Chevron
is closing factories in Iowa and Wisconsin that make truck fuel out of soybeans, corn and animal fats because government rules have made the business unprofitable, the company said this week.
Chevron’s retreat signals just how tough the clean fuels business has become as prices of the most important government-controlled credits have plunged.
The main federal clean fuel program is called the Renewable Fuel Standard. Refiners and other fossil fuel providers have to offset their deliveries of gasoline and diesel with cleaner alternatives like biodiesel or pay for credits known as renewable identification numbers, or RINs.

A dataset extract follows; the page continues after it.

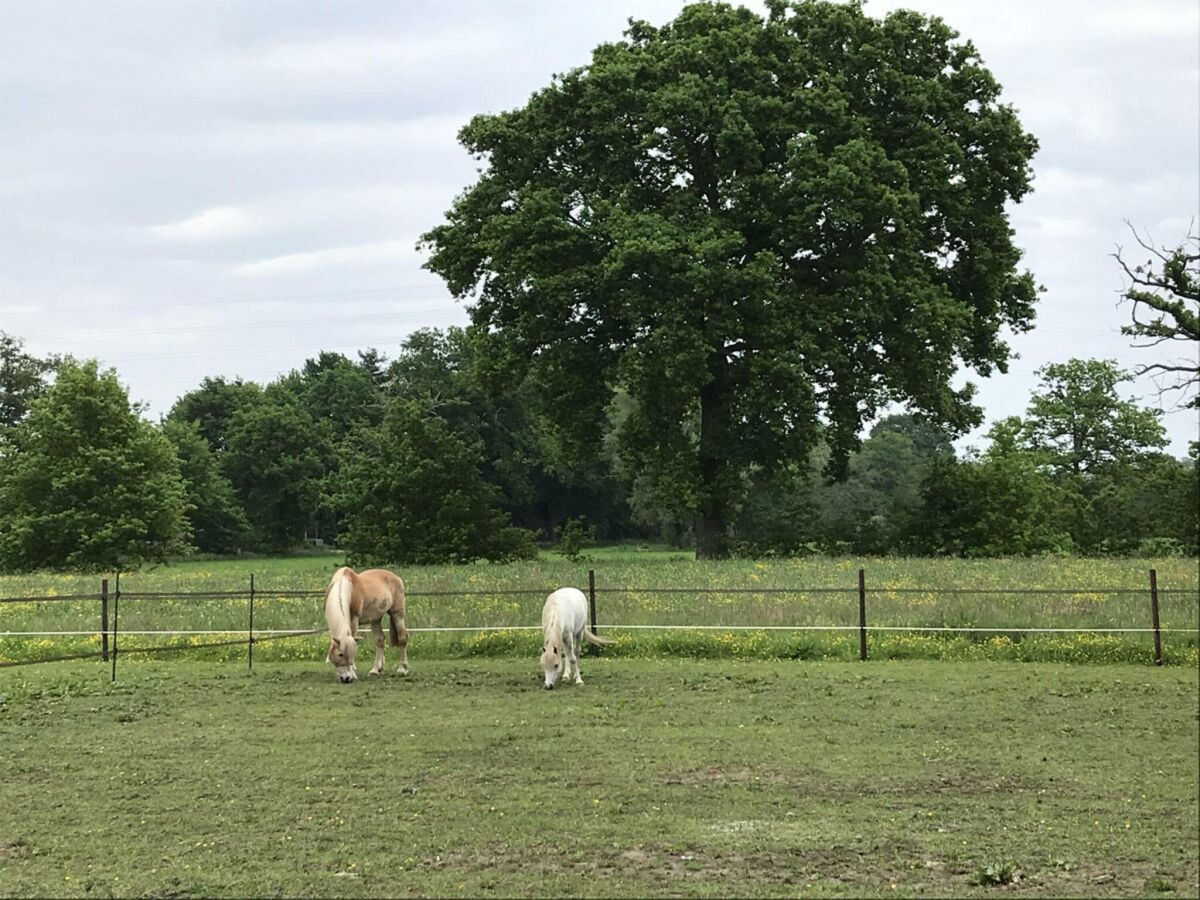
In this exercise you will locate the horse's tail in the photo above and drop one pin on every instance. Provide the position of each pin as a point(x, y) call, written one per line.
point(592, 639)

The value of biodiesel RINs—the kind Chevron was earning at the factories it closed—has fallen to 48 cents a gallon from $1.61 a year ago, according to OPIS, the Oil Price Information Service.
The decline hurts factories that make clean fuels because they depend on the credits to support operations. Other low-carbon fuel credits in California, Oregon, and Washington state have also fallen in the past year.
In some ways, the price crash is the result of a success: So many companies now make clean fuels that they account for more than half the fuel used by trucks in California and will soon power all of the heavy-duty city-owned vehicles in New York. But it’s also becoming a problem for the companies that make the stuff because they may need to slow production growth to remain profitable.
Important companies in the industry include
Darling Ingredients
and Finnish company
Neste,
as well as smaller clean-fuel producers like
Opal Fuels,
Gevo
and
Calumet Specialty Products.
All of their stocks are down by double-digits over the past year.
Big oil companies have also gotten involved.
Chevron
is one of the biggest producers, following its acquisition of Renewable Energy Group in 2022. Major refiners including Phillips 66 and
Marathon Petroleum
are transforming fossil fuel refineries into clean-energy plants.
The biggest problem for the industry is that the Environmental Protection Agency established renewable fuel volume rules last year that underestimated the growth of renewable fuels, according to Neville Fernandes, general manager of corporate affairs at Chevron Renewable Energy Group.
The EPA announced a renewable volume obligation—the amount of clean fuel that refiners have to make or buy—for biomass-based diesel of 2.82 billion gallons in 2023 and 3.04 billion in 2024. But producers in the U.S. made more than four billion gallons in 2023, and foreign producers exported nearly one billion gallons to the U.S., Fernandes noted.
“You have this massive supply and demand imbalance,” Fernandes said. “That was an arguably very bad miss by the EPA.”
The two plants that Chevron said it would close indefinitely make up a very small portion of U.S. supply. The Iowa one makes 30 million gallons a year of biodiesel. The Wisconsin one makes 20 million gallons. Before the closures, Chevron had capacity to produce 400 million gallons of biodiesel annually in various parts of the country and in Europe.
It also makes 90 million gallons of other clean fuels including renewable diesel, a faster-growing version of clean diesel that can be mixed directly into fuel tanks without having to be blended with fossil fuels. Chevron is expanding its renewable diesel plant in Louisiana so that it has capacity to produce 350 million gallons.
The rest of the company’s plants remain profitable, Fernandes said. The company remains on track to grow its capacity to 100,000 barrels of renewable fuels a day, up from about 30,000 today, the company said. That target isn’t chump change. It represents a significant portion of the roughly 3.7 million barrels of diesel used in the U.S. each day.
That said, the price crash threatens the industry’s growth. Fernandes said the EPA can still remedy the problem by revising the renewable volume obligation higher, which would boost the RINs prices. “The driver for demand is the Renewable Fuel Standard. If you don’t get that right, these RIN credits will drop dramatically.”
The EPA didn’t respond to a request for comment on Chevron’s criticisms and the agency’s plans. Currently, the EPA’s 2025 renewable volume obligations are below current production rates, which points to further problems for RIN values.
Adding new requirements for clean fuels would cost fossil fuel refiners money and could end up making diesel and gasoline more expensive.
Chevron’s criticisms are notable because the company is often on the other side of debates about government clean fuel regulations, arguing that they lead to higher fuel bills. The company has criticized California for its regulations, for instance, saying they make the cost of doing business in the state too high and end up hurting consumers.
Fernandes, however, said the company’s arguments aren’t contradictory.
“We are committed to—this sounds like motherhood and apple pie—affordable, reliable and cleaner energy,” Fernandes said. “This is a demonstration of our commitment to wanting regulation that will promote affordable, reliable and ever-cleaner energy. It has to be all three.”